As many have stated, let them run with the bait for a bit. When they are competitively feeding in numbers, they can grab your bait and be 20 yards down stream in a flash. But they hold it in their teeth like a pike does and usually don't inhale it right away.


----------



## the_waterwolf (Feb 8, 2013)

All Eyes said:


> As many have stated, let them run with the bait for a bit. When they are competitively feeding in numbers, they can grab your bait and be 20 yards down stream in a flash. But they hold it in their teeth like a pike does and usually don't inhale it right away.


This is where the rope lure is perfect. I set the hook with just a "swoop" hookset. Think of it as you're lifting up on a crappie when jigging them and not setting the hook as your would a muskie. This is if you're using the rope lure.


----------



## STRONGPERSUADER (Nov 5, 2006)

I for sure wouldn’t try eating one. Especially a female, the eggs are poisonous.


----------



## Carpn (Apr 5, 2004)

If you actually catch one big enough to eat they make excellent table fair . The meat is white and mild with a texture closer to chicken than fish Tough getting one thick enough to clean in Ohio . 
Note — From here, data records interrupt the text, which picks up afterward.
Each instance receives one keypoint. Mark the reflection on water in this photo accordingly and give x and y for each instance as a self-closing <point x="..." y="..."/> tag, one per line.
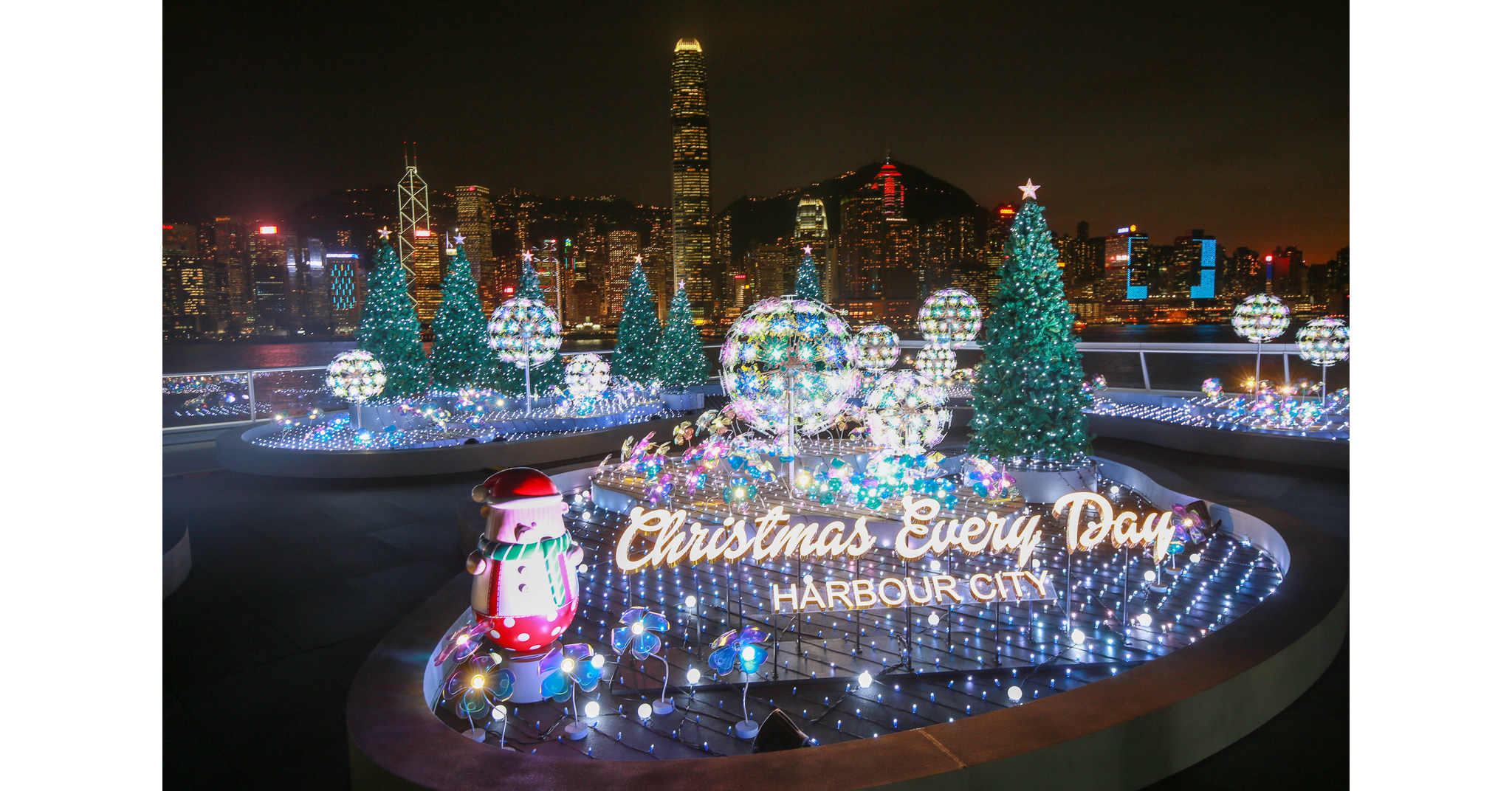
<point x="239" y="356"/>
<point x="1122" y="370"/>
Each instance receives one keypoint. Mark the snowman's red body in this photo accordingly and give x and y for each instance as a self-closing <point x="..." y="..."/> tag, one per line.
<point x="525" y="567"/>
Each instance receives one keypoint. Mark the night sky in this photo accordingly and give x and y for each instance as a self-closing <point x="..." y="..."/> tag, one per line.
<point x="1226" y="117"/>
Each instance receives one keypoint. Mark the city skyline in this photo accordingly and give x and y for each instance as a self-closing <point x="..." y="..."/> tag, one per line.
<point x="1275" y="180"/>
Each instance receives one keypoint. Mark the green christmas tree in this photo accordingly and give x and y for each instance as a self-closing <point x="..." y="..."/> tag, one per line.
<point x="640" y="330"/>
<point x="545" y="376"/>
<point x="679" y="354"/>
<point x="1028" y="396"/>
<point x="391" y="330"/>
<point x="460" y="356"/>
<point x="808" y="286"/>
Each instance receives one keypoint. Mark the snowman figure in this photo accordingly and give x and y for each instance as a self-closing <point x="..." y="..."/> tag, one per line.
<point x="525" y="567"/>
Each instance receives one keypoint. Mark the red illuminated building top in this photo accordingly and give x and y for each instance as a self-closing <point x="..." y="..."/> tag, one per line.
<point x="891" y="184"/>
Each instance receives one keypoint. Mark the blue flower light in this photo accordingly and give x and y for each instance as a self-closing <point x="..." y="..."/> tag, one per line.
<point x="738" y="648"/>
<point x="569" y="664"/>
<point x="639" y="632"/>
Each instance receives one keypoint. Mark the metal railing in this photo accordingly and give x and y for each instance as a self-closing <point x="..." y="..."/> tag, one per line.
<point x="227" y="398"/>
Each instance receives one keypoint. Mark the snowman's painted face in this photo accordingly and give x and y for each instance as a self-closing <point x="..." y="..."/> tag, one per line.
<point x="529" y="533"/>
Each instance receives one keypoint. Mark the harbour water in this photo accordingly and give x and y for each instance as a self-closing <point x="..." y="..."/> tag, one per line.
<point x="1121" y="370"/>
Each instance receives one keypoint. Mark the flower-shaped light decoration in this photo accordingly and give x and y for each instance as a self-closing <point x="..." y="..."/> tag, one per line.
<point x="568" y="666"/>
<point x="877" y="347"/>
<point x="906" y="413"/>
<point x="587" y="377"/>
<point x="1324" y="342"/>
<point x="639" y="632"/>
<point x="738" y="648"/>
<point x="950" y="318"/>
<point x="782" y="341"/>
<point x="477" y="685"/>
<point x="463" y="643"/>
<point x="988" y="478"/>
<point x="525" y="331"/>
<point x="1262" y="318"/>
<point x="356" y="376"/>
<point x="935" y="362"/>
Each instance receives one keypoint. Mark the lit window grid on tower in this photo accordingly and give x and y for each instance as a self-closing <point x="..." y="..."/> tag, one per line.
<point x="690" y="173"/>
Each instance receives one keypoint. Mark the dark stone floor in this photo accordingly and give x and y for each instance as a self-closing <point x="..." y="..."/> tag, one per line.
<point x="295" y="581"/>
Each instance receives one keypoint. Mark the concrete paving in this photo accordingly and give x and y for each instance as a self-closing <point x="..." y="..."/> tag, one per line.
<point x="295" y="581"/>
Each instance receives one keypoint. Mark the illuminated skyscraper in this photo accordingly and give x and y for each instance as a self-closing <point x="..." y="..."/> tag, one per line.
<point x="183" y="280"/>
<point x="690" y="176"/>
<point x="269" y="256"/>
<point x="812" y="224"/>
<point x="1198" y="256"/>
<point x="475" y="223"/>
<point x="891" y="184"/>
<point x="1127" y="265"/>
<point x="345" y="276"/>
<point x="625" y="247"/>
<point x="232" y="292"/>
<point x="425" y="262"/>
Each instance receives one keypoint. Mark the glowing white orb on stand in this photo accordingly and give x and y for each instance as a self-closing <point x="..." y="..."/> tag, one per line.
<point x="950" y="318"/>
<point x="525" y="331"/>
<point x="935" y="363"/>
<point x="782" y="341"/>
<point x="906" y="413"/>
<point x="587" y="377"/>
<point x="877" y="347"/>
<point x="1262" y="318"/>
<point x="1324" y="342"/>
<point x="356" y="376"/>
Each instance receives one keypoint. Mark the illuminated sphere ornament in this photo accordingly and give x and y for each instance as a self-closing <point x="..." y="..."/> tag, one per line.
<point x="906" y="413"/>
<point x="1262" y="318"/>
<point x="1324" y="342"/>
<point x="950" y="318"/>
<point x="935" y="362"/>
<point x="356" y="376"/>
<point x="782" y="341"/>
<point x="587" y="377"/>
<point x="877" y="347"/>
<point x="525" y="331"/>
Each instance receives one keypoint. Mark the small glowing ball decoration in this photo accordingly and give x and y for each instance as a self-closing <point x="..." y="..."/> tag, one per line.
<point x="877" y="347"/>
<point x="1324" y="342"/>
<point x="587" y="377"/>
<point x="935" y="362"/>
<point x="782" y="339"/>
<point x="906" y="413"/>
<point x="356" y="376"/>
<point x="950" y="318"/>
<point x="525" y="331"/>
<point x="1262" y="318"/>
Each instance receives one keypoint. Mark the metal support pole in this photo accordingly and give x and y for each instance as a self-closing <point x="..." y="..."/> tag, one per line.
<point x="1254" y="393"/>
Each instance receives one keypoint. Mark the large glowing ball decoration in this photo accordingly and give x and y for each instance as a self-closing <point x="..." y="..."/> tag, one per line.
<point x="788" y="339"/>
<point x="935" y="362"/>
<point x="950" y="318"/>
<point x="1324" y="342"/>
<point x="1262" y="318"/>
<point x="525" y="331"/>
<point x="877" y="347"/>
<point x="356" y="376"/>
<point x="906" y="413"/>
<point x="587" y="377"/>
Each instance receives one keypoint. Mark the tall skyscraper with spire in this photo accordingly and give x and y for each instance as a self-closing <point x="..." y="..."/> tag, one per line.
<point x="691" y="239"/>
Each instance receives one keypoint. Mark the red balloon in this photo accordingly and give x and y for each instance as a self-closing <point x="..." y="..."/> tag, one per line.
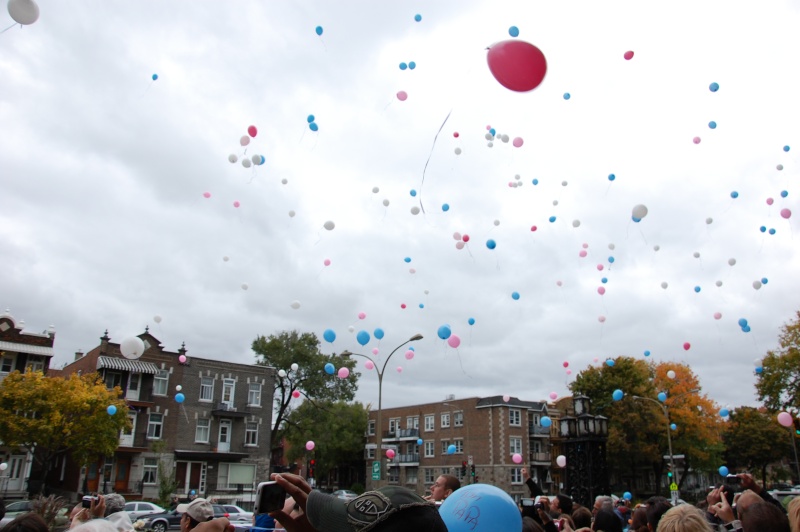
<point x="517" y="65"/>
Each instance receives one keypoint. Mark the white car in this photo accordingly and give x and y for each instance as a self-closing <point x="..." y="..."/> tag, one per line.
<point x="236" y="514"/>
<point x="137" y="509"/>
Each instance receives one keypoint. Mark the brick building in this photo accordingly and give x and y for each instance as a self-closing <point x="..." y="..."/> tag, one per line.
<point x="215" y="442"/>
<point x="485" y="431"/>
<point x="20" y="349"/>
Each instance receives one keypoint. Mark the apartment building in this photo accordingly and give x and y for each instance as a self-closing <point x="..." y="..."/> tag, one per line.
<point x="485" y="432"/>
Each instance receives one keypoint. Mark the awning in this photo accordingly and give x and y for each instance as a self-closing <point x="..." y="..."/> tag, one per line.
<point x="123" y="364"/>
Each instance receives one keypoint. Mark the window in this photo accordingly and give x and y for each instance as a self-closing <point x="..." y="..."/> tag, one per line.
<point x="161" y="382"/>
<point x="445" y="445"/>
<point x="202" y="431"/>
<point x="206" y="388"/>
<point x="150" y="471"/>
<point x="251" y="434"/>
<point x="429" y="453"/>
<point x="154" y="424"/>
<point x="254" y="394"/>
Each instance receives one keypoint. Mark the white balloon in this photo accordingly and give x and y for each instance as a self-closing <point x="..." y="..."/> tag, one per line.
<point x="23" y="11"/>
<point x="132" y="347"/>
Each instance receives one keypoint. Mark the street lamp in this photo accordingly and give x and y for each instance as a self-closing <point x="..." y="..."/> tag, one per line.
<point x="379" y="432"/>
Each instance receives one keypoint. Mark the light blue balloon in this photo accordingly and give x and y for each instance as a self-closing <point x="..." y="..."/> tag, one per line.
<point x="362" y="337"/>
<point x="480" y="508"/>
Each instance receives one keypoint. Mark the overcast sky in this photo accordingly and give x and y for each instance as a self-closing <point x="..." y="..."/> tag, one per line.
<point x="103" y="173"/>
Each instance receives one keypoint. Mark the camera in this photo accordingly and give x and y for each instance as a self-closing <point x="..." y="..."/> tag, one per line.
<point x="270" y="496"/>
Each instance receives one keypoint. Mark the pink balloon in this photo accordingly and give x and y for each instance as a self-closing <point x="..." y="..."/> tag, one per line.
<point x="453" y="341"/>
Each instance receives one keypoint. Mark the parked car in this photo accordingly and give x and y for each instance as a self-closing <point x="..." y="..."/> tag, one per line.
<point x="14" y="509"/>
<point x="138" y="509"/>
<point x="236" y="514"/>
<point x="171" y="520"/>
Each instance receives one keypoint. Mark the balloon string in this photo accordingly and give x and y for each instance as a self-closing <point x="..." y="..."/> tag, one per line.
<point x="425" y="169"/>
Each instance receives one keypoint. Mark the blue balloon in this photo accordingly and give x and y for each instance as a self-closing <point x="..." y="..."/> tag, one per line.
<point x="362" y="337"/>
<point x="480" y="508"/>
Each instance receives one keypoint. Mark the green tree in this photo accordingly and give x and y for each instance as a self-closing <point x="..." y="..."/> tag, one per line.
<point x="754" y="440"/>
<point x="53" y="415"/>
<point x="310" y="380"/>
<point x="337" y="430"/>
<point x="778" y="385"/>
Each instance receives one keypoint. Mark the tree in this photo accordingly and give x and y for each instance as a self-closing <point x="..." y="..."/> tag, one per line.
<point x="755" y="440"/>
<point x="52" y="415"/>
<point x="283" y="352"/>
<point x="337" y="430"/>
<point x="778" y="385"/>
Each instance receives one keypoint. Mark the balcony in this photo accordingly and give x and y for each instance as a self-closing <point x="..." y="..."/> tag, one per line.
<point x="401" y="434"/>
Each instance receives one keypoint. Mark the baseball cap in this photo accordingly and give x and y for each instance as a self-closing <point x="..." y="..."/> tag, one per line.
<point x="199" y="509"/>
<point x="388" y="509"/>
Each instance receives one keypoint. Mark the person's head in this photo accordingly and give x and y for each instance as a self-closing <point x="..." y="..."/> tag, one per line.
<point x="196" y="512"/>
<point x="562" y="503"/>
<point x="763" y="516"/>
<point x="582" y="517"/>
<point x="607" y="521"/>
<point x="114" y="503"/>
<point x="388" y="509"/>
<point x="444" y="486"/>
<point x="29" y="522"/>
<point x="684" y="518"/>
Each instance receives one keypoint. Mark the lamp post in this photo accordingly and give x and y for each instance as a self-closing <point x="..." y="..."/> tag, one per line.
<point x="379" y="432"/>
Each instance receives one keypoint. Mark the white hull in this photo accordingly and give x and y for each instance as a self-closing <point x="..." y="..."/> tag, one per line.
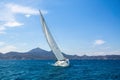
<point x="63" y="63"/>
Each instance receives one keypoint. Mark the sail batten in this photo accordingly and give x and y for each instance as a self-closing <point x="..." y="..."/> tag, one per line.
<point x="50" y="40"/>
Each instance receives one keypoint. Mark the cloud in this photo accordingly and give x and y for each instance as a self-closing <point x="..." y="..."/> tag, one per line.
<point x="99" y="42"/>
<point x="2" y="43"/>
<point x="9" y="13"/>
<point x="18" y="9"/>
<point x="8" y="48"/>
<point x="13" y="24"/>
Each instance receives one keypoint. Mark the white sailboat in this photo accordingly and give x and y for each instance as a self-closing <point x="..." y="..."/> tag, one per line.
<point x="61" y="60"/>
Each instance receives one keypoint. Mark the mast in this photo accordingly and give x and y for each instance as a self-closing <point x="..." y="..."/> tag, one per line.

There's a lot of YouTube videos showing the procedure to clean gar . I mostly have cleaned/ butchered alligator gar and we used a machete to chop a strip of scalles up the middle of the back . Once that's done you make a cut from the top to bottom in the seam between the scales at the front and back . Once that's done you filet the skin off and open them up like one of those old style lunch boxes and remove the meat like you would remove loins off a deer . Trim off any red meat . Cut into nuggets and bread and fry .


----------



## MIGHTY (Sep 21, 2013)

I agree with what everyone has posted so far. Frayed rope and panty hose on the back of a blade bait is what we used to use. I’ll just add don’t use braided line and you may consider using a steel leader as well.


----------